Me: I’m really at the end of my rope
Executioner: HOW ARE YOU TALKING
Just had lunch with my 3rd grader at her school. She got embarrassed when I tried to kiss her. So, like any good mom, I started twerking.
It’s bullshit that you can accidentally make a baby, but not something awesome like a soufflé.
The Joker furiously scrolling through Batman’s old tweets for anything problematic
Me: Turn right on Johnson Street.
Her: I don’t know the street names, just give me landmarks.
Me: Ok turn right at the sign that says Johnson Street.
I have never “lit up a room” unless you count arson.
4-year-old: Can you do what you want at work?

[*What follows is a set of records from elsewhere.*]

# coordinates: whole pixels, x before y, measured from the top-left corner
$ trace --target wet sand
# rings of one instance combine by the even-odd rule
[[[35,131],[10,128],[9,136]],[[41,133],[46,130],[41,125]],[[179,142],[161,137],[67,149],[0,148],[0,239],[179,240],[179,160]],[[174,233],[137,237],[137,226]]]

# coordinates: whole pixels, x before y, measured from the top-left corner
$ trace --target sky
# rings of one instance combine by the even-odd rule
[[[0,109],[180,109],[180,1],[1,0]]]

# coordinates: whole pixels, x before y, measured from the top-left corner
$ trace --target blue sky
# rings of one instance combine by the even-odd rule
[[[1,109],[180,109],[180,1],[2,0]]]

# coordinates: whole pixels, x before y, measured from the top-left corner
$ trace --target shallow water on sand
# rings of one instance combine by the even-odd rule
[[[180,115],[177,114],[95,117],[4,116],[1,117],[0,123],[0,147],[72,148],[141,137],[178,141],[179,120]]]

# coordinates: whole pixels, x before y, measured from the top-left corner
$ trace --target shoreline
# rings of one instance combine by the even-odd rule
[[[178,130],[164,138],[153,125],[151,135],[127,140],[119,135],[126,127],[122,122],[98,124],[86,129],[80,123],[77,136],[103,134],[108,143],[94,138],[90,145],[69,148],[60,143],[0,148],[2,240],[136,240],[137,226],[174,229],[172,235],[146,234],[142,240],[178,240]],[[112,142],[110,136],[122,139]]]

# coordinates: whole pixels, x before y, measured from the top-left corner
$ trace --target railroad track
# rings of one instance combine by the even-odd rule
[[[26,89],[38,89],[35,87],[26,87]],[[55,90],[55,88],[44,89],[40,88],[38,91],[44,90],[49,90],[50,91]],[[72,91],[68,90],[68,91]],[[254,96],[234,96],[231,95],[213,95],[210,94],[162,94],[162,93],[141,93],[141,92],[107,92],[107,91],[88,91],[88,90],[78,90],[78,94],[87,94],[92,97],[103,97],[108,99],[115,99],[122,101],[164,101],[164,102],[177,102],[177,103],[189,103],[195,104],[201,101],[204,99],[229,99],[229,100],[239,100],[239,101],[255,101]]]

Me: No, I have to listen to my boss.
4: Mom is at your work?
BUZZ ALDRIN: I spy, with my little eye, something beginning with E.
NEIL ARMSTRONG: Earth?
BUZZ: Nope
*5 minutes silence*
BUZZ: OK, yep.
I pack extra bags when I travel so I have room to bring back souvenirs, candies, hotel towels, the extra toilet paper, stuff like that.
Seriously how ugly was Little Red Riding Hood’s grandma?
baby daddy implies the existence of ginger daddy, scary daddy, Victoria Beckham daddy and sporty daddy
[grocery store]
Ok, milk… Check!
Eggs… Check!
Tomatoes… Check!“Sir, can you wait for the total and just write one check please?”